In such elegant works as this and others, like his design for the Hiyoshi Dam Complex, which won the 1999 Architect’s Institute of Japan Prize, Dan continues to have a vital impact both on local areas as well as a wider influence on his colleagues in the world of architecture. He has also written many articles in the Asahi Shimbun and the design magazine Axis, highlighting the architectural and political flaws in the nation’s system of urban management.
One major problem is that road construction is perfectly independent from other aspects of urban design, like power lines, and sewage. Especially, there is a strong bureaucratic division between roads and the buildings on each side.
"What is needed is a wider integrated area including roads, sewage, power, telecommunications, and the buildings on each side."
At present Dan is looking into how these reformist ideas can be formulated as new laws, although, in view of the strong vested interests and pork barrel politics involved in construction, he admits that this is very difficult.
"I think one of the keys is to for local government and local people to have more power than central government.

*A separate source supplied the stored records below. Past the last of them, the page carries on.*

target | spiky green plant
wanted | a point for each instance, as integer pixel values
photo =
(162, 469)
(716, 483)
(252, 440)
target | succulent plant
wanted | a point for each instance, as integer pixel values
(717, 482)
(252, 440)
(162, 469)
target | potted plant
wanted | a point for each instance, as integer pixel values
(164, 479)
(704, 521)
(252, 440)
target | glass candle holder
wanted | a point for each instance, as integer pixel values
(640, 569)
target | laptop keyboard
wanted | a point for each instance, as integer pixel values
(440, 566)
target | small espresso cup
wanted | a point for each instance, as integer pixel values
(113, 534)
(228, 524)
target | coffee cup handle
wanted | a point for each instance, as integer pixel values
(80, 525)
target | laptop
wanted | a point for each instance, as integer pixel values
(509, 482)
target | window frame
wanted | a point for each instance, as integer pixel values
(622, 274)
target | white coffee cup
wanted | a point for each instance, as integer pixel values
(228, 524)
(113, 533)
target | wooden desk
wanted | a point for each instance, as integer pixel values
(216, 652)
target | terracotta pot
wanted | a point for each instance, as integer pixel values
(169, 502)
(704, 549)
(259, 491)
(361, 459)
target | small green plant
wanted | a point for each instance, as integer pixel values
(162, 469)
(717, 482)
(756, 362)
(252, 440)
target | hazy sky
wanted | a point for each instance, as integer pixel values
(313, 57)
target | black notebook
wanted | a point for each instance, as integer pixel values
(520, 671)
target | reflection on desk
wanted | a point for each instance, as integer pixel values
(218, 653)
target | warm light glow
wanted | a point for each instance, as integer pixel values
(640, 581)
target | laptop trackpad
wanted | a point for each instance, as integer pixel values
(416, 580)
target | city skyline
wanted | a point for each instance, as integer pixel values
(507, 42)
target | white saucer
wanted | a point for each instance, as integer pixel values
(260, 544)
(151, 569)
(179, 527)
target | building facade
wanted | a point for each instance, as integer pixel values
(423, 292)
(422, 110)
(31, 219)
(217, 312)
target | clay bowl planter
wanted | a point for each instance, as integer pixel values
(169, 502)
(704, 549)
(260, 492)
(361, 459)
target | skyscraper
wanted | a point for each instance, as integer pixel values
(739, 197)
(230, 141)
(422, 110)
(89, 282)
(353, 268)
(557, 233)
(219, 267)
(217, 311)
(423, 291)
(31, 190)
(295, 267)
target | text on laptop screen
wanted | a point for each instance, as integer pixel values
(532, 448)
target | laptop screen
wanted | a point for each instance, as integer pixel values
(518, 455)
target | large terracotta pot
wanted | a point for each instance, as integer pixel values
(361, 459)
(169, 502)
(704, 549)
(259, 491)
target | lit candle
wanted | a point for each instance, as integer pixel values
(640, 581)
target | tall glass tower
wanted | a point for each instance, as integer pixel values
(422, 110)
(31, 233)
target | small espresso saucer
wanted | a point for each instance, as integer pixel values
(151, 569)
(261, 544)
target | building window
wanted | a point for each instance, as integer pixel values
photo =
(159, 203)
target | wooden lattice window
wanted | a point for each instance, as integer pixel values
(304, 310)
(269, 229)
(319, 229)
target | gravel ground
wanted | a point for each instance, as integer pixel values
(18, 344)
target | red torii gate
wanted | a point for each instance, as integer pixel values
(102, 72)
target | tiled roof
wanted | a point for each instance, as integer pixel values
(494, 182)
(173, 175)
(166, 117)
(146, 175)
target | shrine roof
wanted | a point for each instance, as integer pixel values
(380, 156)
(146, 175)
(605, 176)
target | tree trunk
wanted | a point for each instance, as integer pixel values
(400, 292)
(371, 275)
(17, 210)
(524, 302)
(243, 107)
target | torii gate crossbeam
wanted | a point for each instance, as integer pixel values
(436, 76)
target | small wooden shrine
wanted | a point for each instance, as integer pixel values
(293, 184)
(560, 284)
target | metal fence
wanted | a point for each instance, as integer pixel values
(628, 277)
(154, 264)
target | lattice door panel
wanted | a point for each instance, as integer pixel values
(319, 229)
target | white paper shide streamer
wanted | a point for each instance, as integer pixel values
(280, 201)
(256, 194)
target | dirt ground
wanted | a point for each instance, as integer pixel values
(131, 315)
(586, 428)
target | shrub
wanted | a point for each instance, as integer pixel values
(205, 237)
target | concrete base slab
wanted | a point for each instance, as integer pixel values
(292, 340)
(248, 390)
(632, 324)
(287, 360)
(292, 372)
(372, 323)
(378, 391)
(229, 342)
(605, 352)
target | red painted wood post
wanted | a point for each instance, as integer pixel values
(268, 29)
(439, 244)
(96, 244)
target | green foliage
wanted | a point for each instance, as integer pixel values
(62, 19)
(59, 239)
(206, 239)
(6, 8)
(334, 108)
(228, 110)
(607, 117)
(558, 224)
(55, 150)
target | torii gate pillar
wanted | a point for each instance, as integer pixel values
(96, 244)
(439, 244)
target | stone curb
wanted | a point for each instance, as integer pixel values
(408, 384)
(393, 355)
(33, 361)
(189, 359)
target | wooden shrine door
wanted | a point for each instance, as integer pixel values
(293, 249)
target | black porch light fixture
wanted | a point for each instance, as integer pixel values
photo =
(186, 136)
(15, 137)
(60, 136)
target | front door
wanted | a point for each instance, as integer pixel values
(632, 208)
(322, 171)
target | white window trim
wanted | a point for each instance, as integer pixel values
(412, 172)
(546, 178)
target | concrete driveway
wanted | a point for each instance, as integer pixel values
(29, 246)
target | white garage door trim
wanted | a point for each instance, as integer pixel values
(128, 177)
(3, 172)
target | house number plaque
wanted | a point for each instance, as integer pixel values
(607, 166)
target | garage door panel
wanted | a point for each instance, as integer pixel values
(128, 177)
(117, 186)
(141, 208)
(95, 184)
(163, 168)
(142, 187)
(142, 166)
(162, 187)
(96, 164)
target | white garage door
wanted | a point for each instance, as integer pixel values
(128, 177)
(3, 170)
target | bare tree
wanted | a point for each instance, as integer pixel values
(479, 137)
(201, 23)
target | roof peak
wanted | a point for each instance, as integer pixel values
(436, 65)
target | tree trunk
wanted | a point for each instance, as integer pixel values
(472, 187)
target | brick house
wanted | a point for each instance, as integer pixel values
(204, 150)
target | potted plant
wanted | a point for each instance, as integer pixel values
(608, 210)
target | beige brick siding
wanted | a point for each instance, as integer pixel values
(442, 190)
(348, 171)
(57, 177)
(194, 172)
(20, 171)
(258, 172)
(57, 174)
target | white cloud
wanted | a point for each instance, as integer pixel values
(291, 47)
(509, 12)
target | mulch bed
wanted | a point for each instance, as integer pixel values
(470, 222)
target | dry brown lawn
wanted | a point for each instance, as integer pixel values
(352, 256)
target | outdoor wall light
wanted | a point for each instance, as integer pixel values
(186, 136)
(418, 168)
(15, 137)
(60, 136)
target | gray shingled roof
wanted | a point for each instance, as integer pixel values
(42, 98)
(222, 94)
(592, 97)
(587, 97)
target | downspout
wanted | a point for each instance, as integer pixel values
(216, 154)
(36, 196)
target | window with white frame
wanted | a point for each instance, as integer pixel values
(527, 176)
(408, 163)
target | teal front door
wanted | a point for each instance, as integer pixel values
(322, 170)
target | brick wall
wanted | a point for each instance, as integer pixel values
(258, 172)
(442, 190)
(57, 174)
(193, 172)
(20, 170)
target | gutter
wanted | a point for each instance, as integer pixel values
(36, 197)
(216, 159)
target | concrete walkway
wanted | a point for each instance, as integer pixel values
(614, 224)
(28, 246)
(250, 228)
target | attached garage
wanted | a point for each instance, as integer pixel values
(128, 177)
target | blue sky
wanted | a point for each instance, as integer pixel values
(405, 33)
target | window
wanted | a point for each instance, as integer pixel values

This would weaken the power of the
bureaucrats."
Dan's message offers Japan the hope of an architectural culture that isn’t just designed to make money for developers, banks, and politicians, but instead one designed to create harmony, beauty, stability, continuity and identity out of the frantic cycles of uncoordinated, patchwork demolition and unsightly rebuilding. If this dream is ever realised, then perhaps one of the pivotal moments will have been when politicians and developers tried to destroy a forest near Nagoya in the name of ecology.